The dog is an innovation. It took place at least 20,000 years ago, when a group of humans domesticated wolves and subsequently began to develop different breeds. The light bulb, wheeled baggage, and the computer are also innovations.
Since prehistoric times, innovation has changed the course of our lives and is, according to science writer Matt Ridley, “The most important fact about the modern world, but one of the least well understood.” Ridley is the author of the new eye-opening book, How Innovation Works: And Why It Flourishes in Freedom. In it, he tells the story of dozens of innovations, to illustrate how that phenomenon is the main cause of the enormous progress humanity has seen in the past few centuries. He derives the following lessons from his study.
Innovation almost always happens gradually and not suddenly. It is “not an individual phenomenon, but a collective, incremental and messy network phenomenon.” Ridley asks, “Who invented the computer?” To answer the question, we would have to go back more than 200 years to the Jacquard loom and then review countless succeeding contributions and innovators. The same can be said about the car or virtually all other innovations, even though we sometimes identify them with individuals like Henry Ford who discovered a way of making the automobile widely accessible to the public.
Innovation is thus collaborative, and the same ideas often independently occur to different individuals at the same time. The telegraph, the thermometer, photography, and the hypodermic needle are examples of simultaneous inventions. Twenty-one people invented the light bulb at about the same time. If Thomas Edison or the Wright brothers would not have existed, we would still enjoy artificial light or the wonder of airplane travel.

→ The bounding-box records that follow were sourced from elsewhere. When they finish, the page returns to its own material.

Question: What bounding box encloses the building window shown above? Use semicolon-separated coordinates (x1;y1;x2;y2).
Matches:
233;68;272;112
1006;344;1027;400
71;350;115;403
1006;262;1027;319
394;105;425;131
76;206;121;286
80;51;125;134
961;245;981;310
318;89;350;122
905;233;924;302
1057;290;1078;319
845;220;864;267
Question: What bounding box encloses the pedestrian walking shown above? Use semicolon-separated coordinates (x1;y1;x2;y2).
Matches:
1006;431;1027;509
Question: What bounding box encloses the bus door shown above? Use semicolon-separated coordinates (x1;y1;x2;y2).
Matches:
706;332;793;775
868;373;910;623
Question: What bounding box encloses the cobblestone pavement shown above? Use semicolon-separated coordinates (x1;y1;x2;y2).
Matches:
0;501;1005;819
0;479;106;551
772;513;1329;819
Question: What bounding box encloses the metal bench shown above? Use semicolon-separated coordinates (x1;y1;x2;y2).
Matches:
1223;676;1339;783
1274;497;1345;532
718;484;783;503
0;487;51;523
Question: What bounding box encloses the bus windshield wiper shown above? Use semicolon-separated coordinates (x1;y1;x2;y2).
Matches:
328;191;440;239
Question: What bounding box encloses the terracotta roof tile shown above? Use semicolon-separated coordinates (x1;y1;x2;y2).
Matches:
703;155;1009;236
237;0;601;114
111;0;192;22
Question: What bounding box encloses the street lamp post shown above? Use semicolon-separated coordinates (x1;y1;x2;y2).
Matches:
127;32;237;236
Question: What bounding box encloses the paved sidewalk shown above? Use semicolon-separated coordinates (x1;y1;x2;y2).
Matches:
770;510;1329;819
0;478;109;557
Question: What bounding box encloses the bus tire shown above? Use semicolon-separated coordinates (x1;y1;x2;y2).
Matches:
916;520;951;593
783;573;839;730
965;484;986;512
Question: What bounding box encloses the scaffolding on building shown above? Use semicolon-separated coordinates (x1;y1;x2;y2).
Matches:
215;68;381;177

Innovation is not the same thing as invention. One can invent something novel, but the people who make a difference are the innovators who figure out the way that that new idea can be useful to society, typically by improving on it and lowering its costs. Innovations exist due to our growing knowledge and a demand for the innovative product. As Ridley observes, “The light bulb emerged inexorably from the combined technologies of the day. It was bound to appear when it did, given the progress of other technologies.”
It’s not possible to plan innovation. Not even the innovators can do so. Innovations more often than not come about because of chance events or unexpected discoveries. Sheer luck explains Alexander Fleming’s discovery of penicillin. The founders of Google did not “set out in search of search engines. The founders of Instagram were trying to make a gaming app. The founders of Twitter were trying to invent a way for people to find podcasts.” Innovation is unpredictable.
That unpredictability also helps explain why the so-called “entrepreneurial state” has not effectively promoted innovation and why we can’t expect it to do so. For example, Ridley explains that contrary to those who advocate in favor of publicly funded innovation, the U.S. government did not intend to create a global internet. Only when the internet “escaped the clutches” of the government – that is, when it was essentially privatized in the 1990s – did the private sector and universities begin to transform the internet into what we use today.
Ridley observes that the widely held view that science leads to technology and innovation—frequently canvassed to justify public subsidies for science—is only partially correct. It is equally true that scientific knowledge is the product of technological improvements and attempts to understand the latter. The first inoculations were conducted without a good understanding as to how and why they worked. Attempts to resolve problems in the yogurt industry contributed to the development of the revolutionary gene-editing method known as CRISPR (which may yet help us find a treatment for COVID-19).
Innovation requires trial and error. It requires the possibility to experiment and to fail. Only then can innovation provide the path to success and human progress. Or, as Ridley puts it, “Innovation is the child of freedom and the parent of prosperity.”